Por Cristiano Moraes | Especialista em turismo e Diretor do Grupo Unika
A primeira viagem internacional dificilmente é esquecida. Porém, entre a empolgação de carimbar o passaporte e a ansiedade de encarar um idioma diferente, surgem dúvidas que são comuns a quem está prestes a sair do país pela primeira vez.
Ao longo de mais de 24 anos trabalhando com turismo, do varejo de viagens ao turismo corporativo e incentivo, já acompanhei centenas de pessoas nessa experiência. Algumas chegaram ao embarque sem passaporte válido; outras bloquearam o cartão na primeira compra fora do Brasil por falta de aviso ao banco; e tem a clássica: a mala de 32 quilos para uma viagem de cinco dias.
Não existe jeito exato para evitar todas as surpresas durante uma viagem internacional, principalmente se for a primeira vez, e a graça de viajar é justamente isso. Mas existem erros que se repetem e que são simples de evitar com um pouco de antecedência. Por esse motivo, separei cinco dicas que sempre indico:
Passaporte e visto: não deixe para última hora
Parece óbvio, mas é o erro mais comum. O passaporte precisa ter validade mínima de seis meses além da data de retorno, muitos países recusam a entrada mesmo com o documento válido se essa margem não for cumprida. Além disso, verifique se o destino exige visto para brasileiros: os Estados Unidos, por exemplo, exigem o ESTA para entrada sem visto, e esse processo precisa ser feito com antecedência. Faça essa verificação com pelo menos 90 dias de antecedência. Renovação de passaporte e processos de visto costumam demorar mais do que as pessoas esperam.

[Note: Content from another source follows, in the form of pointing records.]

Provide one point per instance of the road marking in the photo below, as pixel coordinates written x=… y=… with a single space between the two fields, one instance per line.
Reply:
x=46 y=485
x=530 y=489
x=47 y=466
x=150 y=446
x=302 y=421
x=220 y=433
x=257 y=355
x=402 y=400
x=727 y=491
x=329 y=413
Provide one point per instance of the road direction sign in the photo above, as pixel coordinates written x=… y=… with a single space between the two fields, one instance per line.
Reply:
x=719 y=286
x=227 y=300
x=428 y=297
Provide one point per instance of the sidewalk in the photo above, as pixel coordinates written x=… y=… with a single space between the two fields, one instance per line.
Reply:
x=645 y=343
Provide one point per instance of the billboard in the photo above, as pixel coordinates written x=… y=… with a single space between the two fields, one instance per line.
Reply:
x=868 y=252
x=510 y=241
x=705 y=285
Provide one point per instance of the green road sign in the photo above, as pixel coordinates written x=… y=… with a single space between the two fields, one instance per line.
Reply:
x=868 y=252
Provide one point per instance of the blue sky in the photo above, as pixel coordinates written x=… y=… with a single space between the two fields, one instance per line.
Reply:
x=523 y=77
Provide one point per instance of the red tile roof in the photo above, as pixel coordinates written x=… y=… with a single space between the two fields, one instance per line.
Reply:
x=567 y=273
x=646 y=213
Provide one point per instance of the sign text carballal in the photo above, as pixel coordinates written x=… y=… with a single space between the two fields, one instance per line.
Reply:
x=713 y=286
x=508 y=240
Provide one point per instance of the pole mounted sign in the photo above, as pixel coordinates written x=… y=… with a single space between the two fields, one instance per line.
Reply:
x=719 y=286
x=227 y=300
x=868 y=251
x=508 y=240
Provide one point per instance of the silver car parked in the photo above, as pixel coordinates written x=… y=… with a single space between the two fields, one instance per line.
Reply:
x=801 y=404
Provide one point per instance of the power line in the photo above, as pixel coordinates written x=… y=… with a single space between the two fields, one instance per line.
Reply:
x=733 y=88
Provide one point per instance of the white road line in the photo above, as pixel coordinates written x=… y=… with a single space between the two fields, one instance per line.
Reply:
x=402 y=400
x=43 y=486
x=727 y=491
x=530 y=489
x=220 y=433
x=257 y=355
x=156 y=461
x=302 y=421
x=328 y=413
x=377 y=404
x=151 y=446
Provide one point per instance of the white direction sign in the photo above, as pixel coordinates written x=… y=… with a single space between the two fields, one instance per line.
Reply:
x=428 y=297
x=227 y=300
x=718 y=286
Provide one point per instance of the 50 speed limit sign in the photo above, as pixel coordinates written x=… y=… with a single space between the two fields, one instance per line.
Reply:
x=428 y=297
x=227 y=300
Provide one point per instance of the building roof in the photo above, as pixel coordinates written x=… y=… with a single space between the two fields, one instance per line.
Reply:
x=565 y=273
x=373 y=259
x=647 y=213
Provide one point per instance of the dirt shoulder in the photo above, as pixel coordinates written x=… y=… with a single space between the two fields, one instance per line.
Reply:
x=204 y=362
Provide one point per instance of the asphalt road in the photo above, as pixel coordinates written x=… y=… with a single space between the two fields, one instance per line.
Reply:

Outro ponto que muita gente ignora são as vacinas obrigatórias ou recomendadas para o destino, já que alguns países africanos e sul-americanos exigem comprovante de vacinação contra febre amarela na entrada, e a falta desse documento pode impedir o embarque. Para verificar de forma prática tudo o que é exigido: visto, vacinas, documentos e restrições atualizadas, vale usar o Sherpa (joinsherpa.com), uma plataforma gratuita que reúne os requisitos de entrada de cada país em tempo real. Uma consulta de cinco minutos pode evitar uma surpresa no aeroporto.
Dinheiro: a combinação certa faz diferença
Nunca viaje com apenas uma forma de pagamento. O ideal é combinar cartão de crédito internacional (avise o banco antes de viajar para não ter a compra bloqueada por suspeita de fraude), cartão pré-pago em moeda estrangeira e uma quantia em dinheiro físico para os primeiros momentos: táxis, gorjetas, compras em mercados locais. Evite trocar moeda no aeroporto de chegada: as taxas costumam ser as piores do destino. Pesquise casas de câmbio com antecedência ou saque em caixas automáticos locais usando seu cartão.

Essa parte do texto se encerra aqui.